We use cooling tools like the GLO Dome or GLO Sha paired with red light therapy because they actually help the skin heal and soothe inflammation. From there, I focus on ingredients that signal safety and repair: aloe to soothe, hypochlorous acid when possible, to rebalance, barrier-repair products to restore what stress has compromised, and a snail serum if the skin can tolerate it for recovery and bounce. One of my go-tos is our Phytofix Serum, a green, chlorophyll-based formula I describe as an Amazon healing serum in a bottle because it helps skin recover quickly from lasers or environment without being pushed. Whether you’re in-studio or at home, the rule is the same: cool it down, simplify, protect the barrier, and resist overcorrection. Calm skin always looks better, faster.

You’ve said skincare shouldn’t feel intimidating. What’s the simplest habit that actually delivers results?
The simplest habit that delivers results is showing up consistently, even when it’s not perfect. Consistency looks different for everyone, and that’s the point. What’s consistent for me won’t be the same for you and it shouldn’t be. Skincare is a lot like a diet: it’s not about what you want to do in an ideal world, it’s about what you can actually do in real life. The routine that works is the one you can repeat without guilt or burnout. When you build skincare around your reality instead of your aspirations, it stops feeling intimidating and starts delivering results.

The biggest changes I’ve seen don’t come from complicated routines or flawless execution; they come from using a few right products, regularly, in a way that fits your real life. When you stop chasing perfection and start prioritizing consistency, the skin responds. That’s when routines stick, confidence builds, and results actually last.

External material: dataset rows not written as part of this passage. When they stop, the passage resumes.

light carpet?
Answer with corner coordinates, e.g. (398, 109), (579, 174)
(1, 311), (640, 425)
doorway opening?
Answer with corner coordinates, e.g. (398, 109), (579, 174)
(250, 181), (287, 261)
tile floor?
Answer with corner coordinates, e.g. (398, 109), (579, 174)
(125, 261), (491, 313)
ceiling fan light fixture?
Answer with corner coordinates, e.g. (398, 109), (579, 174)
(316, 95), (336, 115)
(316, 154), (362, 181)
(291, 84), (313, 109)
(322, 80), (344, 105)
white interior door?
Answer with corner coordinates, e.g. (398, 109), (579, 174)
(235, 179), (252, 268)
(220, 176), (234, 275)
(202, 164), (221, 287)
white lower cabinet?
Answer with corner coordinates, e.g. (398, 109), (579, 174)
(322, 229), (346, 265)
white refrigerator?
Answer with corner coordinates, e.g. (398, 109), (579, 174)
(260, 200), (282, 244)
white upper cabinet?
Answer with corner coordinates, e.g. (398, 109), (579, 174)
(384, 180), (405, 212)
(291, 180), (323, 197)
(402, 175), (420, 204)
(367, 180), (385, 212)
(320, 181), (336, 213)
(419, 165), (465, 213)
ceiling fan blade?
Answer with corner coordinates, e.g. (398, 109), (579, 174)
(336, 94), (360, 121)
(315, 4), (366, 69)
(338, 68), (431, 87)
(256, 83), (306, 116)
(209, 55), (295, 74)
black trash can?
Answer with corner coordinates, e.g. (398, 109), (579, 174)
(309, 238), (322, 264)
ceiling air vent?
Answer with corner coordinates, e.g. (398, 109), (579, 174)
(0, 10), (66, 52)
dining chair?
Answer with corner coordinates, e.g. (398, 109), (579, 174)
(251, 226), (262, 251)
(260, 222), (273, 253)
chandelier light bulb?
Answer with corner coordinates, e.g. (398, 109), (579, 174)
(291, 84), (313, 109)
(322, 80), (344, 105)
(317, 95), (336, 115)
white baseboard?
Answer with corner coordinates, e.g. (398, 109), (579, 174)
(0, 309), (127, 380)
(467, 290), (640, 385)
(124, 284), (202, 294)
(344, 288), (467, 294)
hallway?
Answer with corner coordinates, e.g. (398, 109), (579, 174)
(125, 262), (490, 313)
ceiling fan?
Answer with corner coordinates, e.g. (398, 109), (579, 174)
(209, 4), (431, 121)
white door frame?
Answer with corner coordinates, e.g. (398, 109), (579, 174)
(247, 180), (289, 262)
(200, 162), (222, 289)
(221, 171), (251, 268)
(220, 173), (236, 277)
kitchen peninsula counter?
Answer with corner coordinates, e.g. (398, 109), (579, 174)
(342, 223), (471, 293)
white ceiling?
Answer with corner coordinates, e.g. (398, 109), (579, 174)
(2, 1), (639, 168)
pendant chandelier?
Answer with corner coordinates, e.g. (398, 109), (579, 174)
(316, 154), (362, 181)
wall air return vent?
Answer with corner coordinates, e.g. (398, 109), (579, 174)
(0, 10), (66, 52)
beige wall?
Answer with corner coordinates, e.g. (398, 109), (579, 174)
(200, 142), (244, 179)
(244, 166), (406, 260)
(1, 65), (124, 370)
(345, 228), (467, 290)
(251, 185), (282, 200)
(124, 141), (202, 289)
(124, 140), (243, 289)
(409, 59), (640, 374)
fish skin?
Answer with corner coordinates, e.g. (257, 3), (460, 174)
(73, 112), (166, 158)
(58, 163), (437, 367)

When you’re off the clock for the holidays, what does your own skincare routine look like, full routine or bare minimum?
I want skincare to make my life easier, not more complicated. This was the reason why I started GLO30 in the first place. I never wanted a routine that only works when life is perfectly scheduled, or one you punish yourself for when you miss a step. For me, skincare has to fit real life.

So my routine is what I’d call smart. I treat it like a capsule wardrobe. Starting with dependable essentials like my cleanser, my SPF: the basics that don’t usually change. Everything else rotates based on what my skin and my skincare goals need in the season.

I use the same framework we built the brand on: the three T’s: tone, texture, and tightness. That’s what our GLOria AI skin analysis measures, and it keeps me structured. I’ll pick one, sometimes two, of those goals at a time and focus my actives there instead of trying to fix everything all at once. I follow that protocol, live my life, and then I reassess with GLOria using data, not guesswork.

That rhythm is how I approach skincare during the holidays and beyond. Simple, intentional, and adaptive. For me, great skin has never been about doing more, it’s about doing what makes sense, consistently.